4 p.m.-midnight Monday-Friday, 9 a.m.-midnight Saturday-Sunday; 1215 N.E. 65th St., Seattle;

The Westy Roosevelt is a popular sports bar with screens covering every wall and two dozen beers on tap. It’s a good, casual hangout spot. A room in the back of the pub has a foosball table, a Skee-Ball machine and some old-fashioned arcade games.  

When I went on a recent Tuesday night, the bar was mostly full of groups of friends wearing sports jerseys downing pitchers of ale. But for an institution that seems so focused on sports and beer, the food was fantastic.

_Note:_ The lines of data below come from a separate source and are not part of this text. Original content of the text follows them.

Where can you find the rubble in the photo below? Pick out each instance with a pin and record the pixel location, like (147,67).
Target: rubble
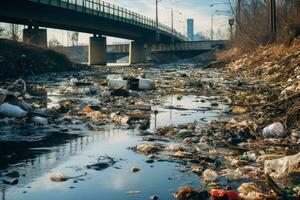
(283,167)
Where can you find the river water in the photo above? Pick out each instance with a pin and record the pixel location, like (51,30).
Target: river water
(36,161)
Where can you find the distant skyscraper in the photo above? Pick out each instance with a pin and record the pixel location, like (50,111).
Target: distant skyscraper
(190,29)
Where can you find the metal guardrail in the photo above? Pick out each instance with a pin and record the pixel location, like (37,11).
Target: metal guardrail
(111,11)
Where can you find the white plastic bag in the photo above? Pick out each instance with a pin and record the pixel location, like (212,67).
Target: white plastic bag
(40,120)
(283,167)
(146,84)
(10,110)
(209,175)
(117,84)
(274,130)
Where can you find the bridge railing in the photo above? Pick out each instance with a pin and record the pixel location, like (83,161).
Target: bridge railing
(111,11)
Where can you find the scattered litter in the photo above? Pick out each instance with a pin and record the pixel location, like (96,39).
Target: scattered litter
(188,193)
(274,130)
(209,175)
(283,167)
(135,169)
(102,163)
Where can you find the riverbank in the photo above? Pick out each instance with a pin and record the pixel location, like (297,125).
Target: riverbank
(198,133)
(19,60)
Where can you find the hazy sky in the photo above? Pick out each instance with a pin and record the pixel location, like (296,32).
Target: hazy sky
(200,10)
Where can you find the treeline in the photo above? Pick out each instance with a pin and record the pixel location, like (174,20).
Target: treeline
(253,22)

The ⅓-pound beef patty in the house burger ($12) was super juicy and rich with buttery beef flavor. I added bacon for $2.50 and it was perfect — crispy with just the right amount of give.

And the jumbo wings ($17 for a dozen) were loaded with a generous amount of meat. The Westy offers Buffalo sauce, Sriracha-Thai basil sauce, hot honey glaze and a few super-spicy sauce choices along with lemon pepper and jerk dry rubs. On my server’s recommendation, I got the jerk dry rub with sides of other hot sauces (the classic Buffalo was my favorite). The jerk rub added complexity to the straight-up spicy and tangy Buffalo sauce with fragrant cinnamon and other warming spices.

An Nam Pho 

11 a.m.-9 p.m. Tuesday-Sunday, 6510 Roosevelt Way N.E., Seattle; 206-466-2179

An Nam Pho is a Vietnamese food joint with all of the typical noodle soups, rice plates and vermicelli noodle, which it executes well.

My server recommended the beef short ribs with rice ($15.95). It was sweet and comforting, with melting pieces of fat rich with beef flavor and little bits of chewy tendon next to the bones. Load it up with a little bit of chili paste and fish sauce to add funk, spice and depth to the dish. 

The small steak and brisket pho ($9.95) wasn’t really small at all, and a good deal for a filling lunch. The broth had a cleaner flavor than those at some other pho shops. All I tasted was beef, salt and a little bit of anise and coriander. It was topped with a generous amount of green onion, which brought brightness to the rich flavors of beef.

Wayward Vegan Cafe 

9 a.m.-9 p.m. Friday-Tuesday; 801 N.E. 65th St., Seattle;

I normally don’t like vegan restaurants where every dish has some kind of plant-based substitute: things like “chicken” sandwiches and nachos with “cheese.” I was vegetarian for most of my life, and my family’s philosophy was to eat the many wonderful dishes that were always constructed to be vegetarian, like those that come out of Asian Buddhist cuisines, and not try to mimic meat with plant-based products. 

So I was pretty skeptical ordering my Santa Fe hash with “chorizo,” “eggy” tofu and “creamy cheddar cheese” ($13.75) and the TKO “chicken” sandwich ($13.25) from Wayward Vegan Cafe, currently a takeout-only cafe. 

Prepared for disappointment, I was pleasantly surprised when I shoveled the tofu, vegan chorizo, black beans and home fries into my mouth and discovered a satisfying mix of tender tofu curds and chewy chorizo. I dashed some Valentina hot sauce onto the mix, put it on a piece of toast and had an enjoyable breakfast. The portion was also huge, so although the scramble likely lacked the amount of fat in real chorizo and egg, I couldn’t finish the whole plate.

And though the plant-based chicken lacked the flavor of the real bird, the breading was crunchy with a spicy-sweet sauce. If you, like me, enjoy fried chicken doused with spicy vinegar hot sauce, the sandwich is taken to the next level with some Crystal or Tabasco.

If I ever go vegan, I could see myself coming back here when I’m craving scrambles and fried chicken sandwiches.